Having the story told from Kelly's perspective has some pluses and minuses. The thing that the filmmakers most want us to come away with is a sense of how Chang Kai-shek and his mainland refugees repressed the native Taiwanese, from the February 28th purges to forcing the population to speak Mandarin rather than their own language. That's a story about Taiwan and its people, but it is kept somewhat at arm's length by having the main character be a white American. Yes, Kelly gives the filmmakers a chance to inform the audience directly; still, there's something vaguely frustrating about needing a device like this, whether because audiences won't see a movie with a Taiwanese cast or because producers assume they won't.

It doesn't help that Kelly is so transparently just a device to serve as a buffer between us and the actual story. It wouldn't be so bad if he had a discernible personality - Van Der Beek plays him as genial and honest, but not really individual - but for much of the movie, he doesn't really do anything. People pass him notes, he follows their directions, and once there, people tell him things. He also provides us with very earnest narration, just in case we weren't sure whether or not he was shocked and appalled. The movie stretches to get to feature-length around his story, killing time by having Kelly call back home to repeat things we already know, and jumping back and forth in time a bit so as to show a couple scenes twice and spread the action out a little.
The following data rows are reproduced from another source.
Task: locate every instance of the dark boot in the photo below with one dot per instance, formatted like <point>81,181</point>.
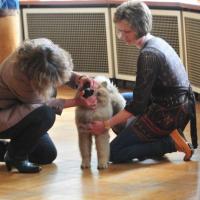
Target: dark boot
<point>23,166</point>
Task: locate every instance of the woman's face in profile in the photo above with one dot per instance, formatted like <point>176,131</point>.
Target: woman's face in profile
<point>125,32</point>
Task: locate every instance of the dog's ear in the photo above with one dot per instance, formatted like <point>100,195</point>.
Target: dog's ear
<point>104,84</point>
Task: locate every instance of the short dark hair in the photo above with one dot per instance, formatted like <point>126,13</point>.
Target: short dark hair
<point>137,14</point>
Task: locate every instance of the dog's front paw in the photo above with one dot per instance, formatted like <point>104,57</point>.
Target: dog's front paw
<point>103,165</point>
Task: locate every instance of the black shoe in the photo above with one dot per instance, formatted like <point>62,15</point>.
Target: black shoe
<point>23,166</point>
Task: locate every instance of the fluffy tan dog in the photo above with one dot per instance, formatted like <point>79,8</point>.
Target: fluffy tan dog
<point>109,102</point>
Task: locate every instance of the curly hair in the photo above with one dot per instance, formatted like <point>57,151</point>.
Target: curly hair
<point>44,63</point>
<point>138,16</point>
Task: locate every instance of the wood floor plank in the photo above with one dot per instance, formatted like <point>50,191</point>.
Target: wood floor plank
<point>169,179</point>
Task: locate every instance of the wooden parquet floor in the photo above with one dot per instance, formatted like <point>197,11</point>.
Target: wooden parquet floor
<point>169,179</point>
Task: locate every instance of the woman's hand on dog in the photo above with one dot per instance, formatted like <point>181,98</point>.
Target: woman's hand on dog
<point>96,127</point>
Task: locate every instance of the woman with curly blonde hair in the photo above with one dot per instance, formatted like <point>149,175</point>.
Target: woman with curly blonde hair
<point>28,79</point>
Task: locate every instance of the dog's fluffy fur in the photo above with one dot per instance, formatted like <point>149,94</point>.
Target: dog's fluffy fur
<point>109,102</point>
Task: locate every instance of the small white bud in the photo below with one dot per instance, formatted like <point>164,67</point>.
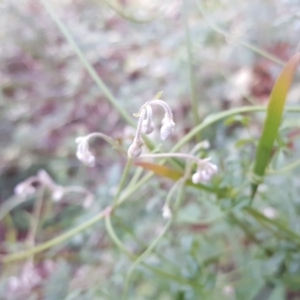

Van Der Beek isn't awful, mind, just extremely generic. He's better than John Heard as his partner, for instance, who is kind of a lazy stereotype. Most of the other characters are at least well-acted; Tzi Ma, Kenneth Tsang, and Adam Wang fill their roles very well, never hitting any false notes. There's just not much to them. There's hints of a little more to other characters; Wendy Crewson handles her character's twin impulses to help and protect U.S. interests nicely, for instance. Leslie Hope's character isn't much more well-defined than Kelly, but there's a certain tension and determination to her that makes me wish she were the one to go to Taiwan. And then there's Will Tiao, who in addition to playing Ming produced and co-wrote the original story. Ideally, Ming would be the main character, but even while relegated to supporting work, Tiao does a fine job of making us understand what the stakes are for everyday Taiwanese life without just being a guy who gives lectures.

It's a shame that things don't come together a little better; there is a lot of good information presented that many Americans might not be aware of, and director Adam Kane and the six credited writers do a nice job of starting the action as a procedural and smoothly moving things into something on a larger scale. The action is staged well, and is not drawn out when that would be inappropriate. The story doesn't ever rely on otherwise intelligent people doing something stupid.

I don't regret seeing Formosa Betrayed, even if I think it might have been more involving with a Taiwanese cast or informative as a documentary. The reality, however, is that neither of those would likely have gotten even the tiny (but well-timed) release that this film got in theaters and will get on video.